Predicting Missing Product Taxonomy In Retail: An Embedded Approach Using N-gram Mixture Models And Newton’s Method — Neeraj Mishra

In retail, taxonomy is a hierarchical and logical arrangement of products to help customers find what they need in the store or website. The process is expensive as it needs human resources including taxonomists, information scientists, and linguists to build an effective taxonomy.

Mishra has developed a novel machine-learning algorithm by leveraging N-gram Mixture Model, cross-entropy function, and Newton’s optimisation method to set up a product taxonomy. A modified Naïve Bayes algorithm and up to 4-gram models were combined with general heuristics to produce a model that was deployed and tested for online retail data. It achieved an 84% accuracy.

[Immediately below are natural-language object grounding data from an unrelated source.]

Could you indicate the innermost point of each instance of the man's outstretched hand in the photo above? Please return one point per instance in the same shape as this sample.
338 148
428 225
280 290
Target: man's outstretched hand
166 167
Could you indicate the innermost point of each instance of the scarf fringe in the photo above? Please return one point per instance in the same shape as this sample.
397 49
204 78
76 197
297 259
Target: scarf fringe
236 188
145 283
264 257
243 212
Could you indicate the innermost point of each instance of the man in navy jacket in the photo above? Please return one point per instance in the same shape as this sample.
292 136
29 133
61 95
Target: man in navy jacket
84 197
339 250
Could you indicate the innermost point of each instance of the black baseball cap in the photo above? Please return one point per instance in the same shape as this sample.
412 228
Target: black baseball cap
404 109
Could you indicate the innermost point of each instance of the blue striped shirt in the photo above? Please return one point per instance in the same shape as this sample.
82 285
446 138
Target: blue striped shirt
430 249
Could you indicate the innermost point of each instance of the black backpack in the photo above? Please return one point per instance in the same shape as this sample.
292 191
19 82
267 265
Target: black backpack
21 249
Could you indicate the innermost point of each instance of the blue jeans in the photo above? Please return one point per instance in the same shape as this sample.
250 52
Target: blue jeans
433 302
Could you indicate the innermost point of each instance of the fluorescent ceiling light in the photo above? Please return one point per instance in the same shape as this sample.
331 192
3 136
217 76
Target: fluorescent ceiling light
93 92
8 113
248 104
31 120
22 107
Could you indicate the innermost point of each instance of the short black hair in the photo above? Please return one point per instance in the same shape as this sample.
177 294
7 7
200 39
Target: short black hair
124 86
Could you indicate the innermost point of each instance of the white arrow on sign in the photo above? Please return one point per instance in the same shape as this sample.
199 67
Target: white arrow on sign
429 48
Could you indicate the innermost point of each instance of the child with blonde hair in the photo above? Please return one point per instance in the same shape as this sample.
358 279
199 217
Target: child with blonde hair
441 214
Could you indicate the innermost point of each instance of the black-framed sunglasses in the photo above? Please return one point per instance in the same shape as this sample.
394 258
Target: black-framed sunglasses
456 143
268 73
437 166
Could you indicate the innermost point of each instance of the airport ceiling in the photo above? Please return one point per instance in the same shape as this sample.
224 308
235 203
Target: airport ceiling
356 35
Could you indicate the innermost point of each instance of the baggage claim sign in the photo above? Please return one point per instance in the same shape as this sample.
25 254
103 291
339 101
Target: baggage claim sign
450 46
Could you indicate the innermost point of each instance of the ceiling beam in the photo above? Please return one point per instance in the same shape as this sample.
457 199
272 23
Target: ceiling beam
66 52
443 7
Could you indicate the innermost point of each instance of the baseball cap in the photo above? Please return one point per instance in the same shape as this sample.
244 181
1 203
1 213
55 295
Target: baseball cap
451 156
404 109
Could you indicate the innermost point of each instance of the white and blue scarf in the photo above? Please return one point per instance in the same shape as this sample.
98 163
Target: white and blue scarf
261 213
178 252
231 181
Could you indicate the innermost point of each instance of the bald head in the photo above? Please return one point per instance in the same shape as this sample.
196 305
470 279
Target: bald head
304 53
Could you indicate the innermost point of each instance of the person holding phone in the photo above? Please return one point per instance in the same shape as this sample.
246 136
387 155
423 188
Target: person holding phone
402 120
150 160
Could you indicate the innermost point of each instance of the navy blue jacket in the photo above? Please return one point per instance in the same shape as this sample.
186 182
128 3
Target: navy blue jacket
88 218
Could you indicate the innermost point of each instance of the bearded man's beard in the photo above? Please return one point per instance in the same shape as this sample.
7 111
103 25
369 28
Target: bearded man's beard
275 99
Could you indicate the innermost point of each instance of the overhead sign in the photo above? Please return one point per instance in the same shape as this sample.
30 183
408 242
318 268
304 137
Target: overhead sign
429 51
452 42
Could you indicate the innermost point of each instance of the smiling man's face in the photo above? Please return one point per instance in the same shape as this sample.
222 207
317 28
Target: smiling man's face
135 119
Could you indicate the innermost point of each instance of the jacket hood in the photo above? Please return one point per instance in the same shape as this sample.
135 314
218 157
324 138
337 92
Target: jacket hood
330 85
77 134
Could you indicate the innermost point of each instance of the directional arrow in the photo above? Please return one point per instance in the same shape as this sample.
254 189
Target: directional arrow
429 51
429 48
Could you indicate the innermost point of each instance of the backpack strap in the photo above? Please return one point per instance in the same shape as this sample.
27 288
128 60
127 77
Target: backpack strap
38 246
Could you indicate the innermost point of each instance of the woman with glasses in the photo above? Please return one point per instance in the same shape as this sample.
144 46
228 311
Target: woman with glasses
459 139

Machine Learning Approach To Predict Patient Position For Preventing Bedsores — Sujoy De and Aditya Agarwal

The cost of patients developing bedsores is very high, with the US alone spending more than $9.11 billion annually in treating around 2.5 million individuals. Currently, there are smart beds that alert patients who have not changed their position. However, these devices are expensive. 

De and Agarwal came up with a solution that uses low-cost load-cells to accurately estimate the patient position with an accuracy of 98.8%. They used various feature engineering models to distinguish one position from another. This helped them generate meaningful intuitive features that are used by various machine learning models to generate alerts when a patient has been in the same position for a prolonged period of time.

A Noninvasive Model To Detect Dengue Based On Symptoms Using Artificial Intelligence and Machine Learning — Dr Ruban S

AI is significantly impacting the patient care system. Dr Ruban, along with his team, has developed a non-invasive model to detect dengue based on symptoms using AI and machine learning techniques. This was developed using the data of hospitals in the rural areas of coastal Karnataka. Trying different machine learning approaches along with balancing datasets using oversampling techniques, the model was able to provide an insight into different symptoms to predict dengue with an accuracy of 98%. The team plans to improve the model by incorporating data across multiple geographies.